Disruptive Innovations in Higher Ed Emerging From Outside MainstreamMichael Horn | Co-Founder and Distinguished Fellow, Clayton Christensen Institute for Disruptive Innovation
Yesterday I had the opportunity to testify before the Senate Health, Education, Labor, and Pensions Committee about the reauthorization of the Higher Education Act to explore the barriers to and opportunities for innovation. My full written testimony is here.
In my remarks, I clarified what disruptive innovation is, as the theory is all too often misunderstood and misapplied. I explained that disruptive innovations carry four rules worth noting. They typically start by serving non-consumers outside of the mainstream—areas where the alternative is literally nothing at all. They tend to be simpler than existing services, so the elite and the sector’s leading organizations tend to dismiss them. Accordingly, they both redefine the notion of what is quality and performance, and they don’t fit neatly into existing regulatory structures. Third, incumbent organizations cannot successfully adopt them within their core operations. And finally, they predictably and reliably improve over time to tackle more complex problems to transform a sector into one that is more affordable and accessible.

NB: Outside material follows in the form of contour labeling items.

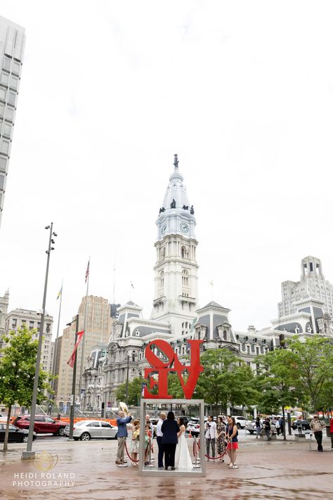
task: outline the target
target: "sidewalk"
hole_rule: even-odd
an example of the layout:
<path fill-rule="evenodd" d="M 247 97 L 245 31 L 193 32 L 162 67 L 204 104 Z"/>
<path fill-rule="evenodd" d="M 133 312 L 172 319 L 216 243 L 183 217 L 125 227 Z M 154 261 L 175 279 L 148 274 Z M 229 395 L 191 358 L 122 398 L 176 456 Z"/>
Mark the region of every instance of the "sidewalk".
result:
<path fill-rule="evenodd" d="M 190 440 L 188 440 L 190 449 Z M 314 444 L 313 443 L 313 445 Z M 328 447 L 329 444 L 329 447 Z M 139 476 L 136 467 L 115 463 L 115 441 L 72 442 L 40 440 L 36 451 L 51 454 L 50 470 L 41 472 L 34 462 L 22 461 L 22 444 L 0 452 L 0 498 L 27 496 L 43 500 L 317 500 L 333 499 L 333 452 L 325 440 L 324 453 L 310 451 L 306 443 L 289 440 L 263 442 L 254 438 L 240 443 L 239 469 L 226 463 L 207 463 L 207 476 L 152 477 Z M 327 450 L 327 451 L 326 451 Z M 226 461 L 227 462 L 227 461 Z M 56 464 L 54 467 L 53 465 Z M 45 464 L 44 464 L 45 465 Z M 36 487 L 36 484 L 44 482 Z M 27 482 L 27 485 L 25 485 Z M 34 483 L 34 484 L 33 484 Z"/>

In education, online learning is the first disruptive innovation since the advent of the printing press. Combined with competency-based learning—in which students progress upon true mastery of their learning, not because of an arbitrary time-based measure—there is a big opportunity to transform our higher education system into a more affordable, student-centered one that is able to serve many more students.
True to form, we are seeing a variety of potentially disruptive organizations powered by online learning emerge from outside traditional higher education. These upstarts are reaching those students who need more education but for reasons having to do with convenience and accessibility, simplicity and cost, are at that point in their lives, non-consumers of traditional higher education. The organizations are generally simpler, more focused institutions than our traditional colleges and universities and do not look like traditional higher education; they do not have four- or even two-year programs, they lack breadth, they do not do academic research, and they don’t have grassy green quads. Accordingly, the existing regulatory structures do not know how to judge them. Even as many of our traditional institutions of higher education have paid lip service to the innovations these new entities are unlocking, by and large they have not harnessed their disruptive potential themselves. And although they are starting by solving simple problems, we can predict with certainty that this upstart sector as a whole will improve to solve more complex problems and further blur the lines around what is higher education.
Exciting innovations are emerging from colleges and universities using online, competency-based learning, but given that President Paul LeBlanc of Southern New Hampshire University was testifying about that sector, I focused my remarks on three other groups of organizations that are, in classic disruptive fashion, emerging from the fringe outside of traditional colleges and universities.
One such group is broadly known as the coding bootcamps, although they are moving beyond simply teaching coding skills. They typically combine online learning with brick-and-mortar co-working experiences to offer students short, intensive, focused programs to help students find jobs with their new skillset. And they are growing fast. As a result of their length and focus, they are far more accessible than traditional higher education for thousands who cannot go or return to a traditional institution of higher education for the length of time it would take to receive the corresponding skillset. In many cases, this just-in-time education is offering learning opportunities that would not even be available on many traditional campuses. And alternative financing mechanisms are emerging to help students afford the experience and send students signals about which programs offer the more promising pathway to success. General Assembly is arguably the poster child for the sector. It reports having a 95-percent job placement rate into a student’s field of study and is transforming higher education from a destination into an experience that one returns to over and over again through a journey of lifelong learning.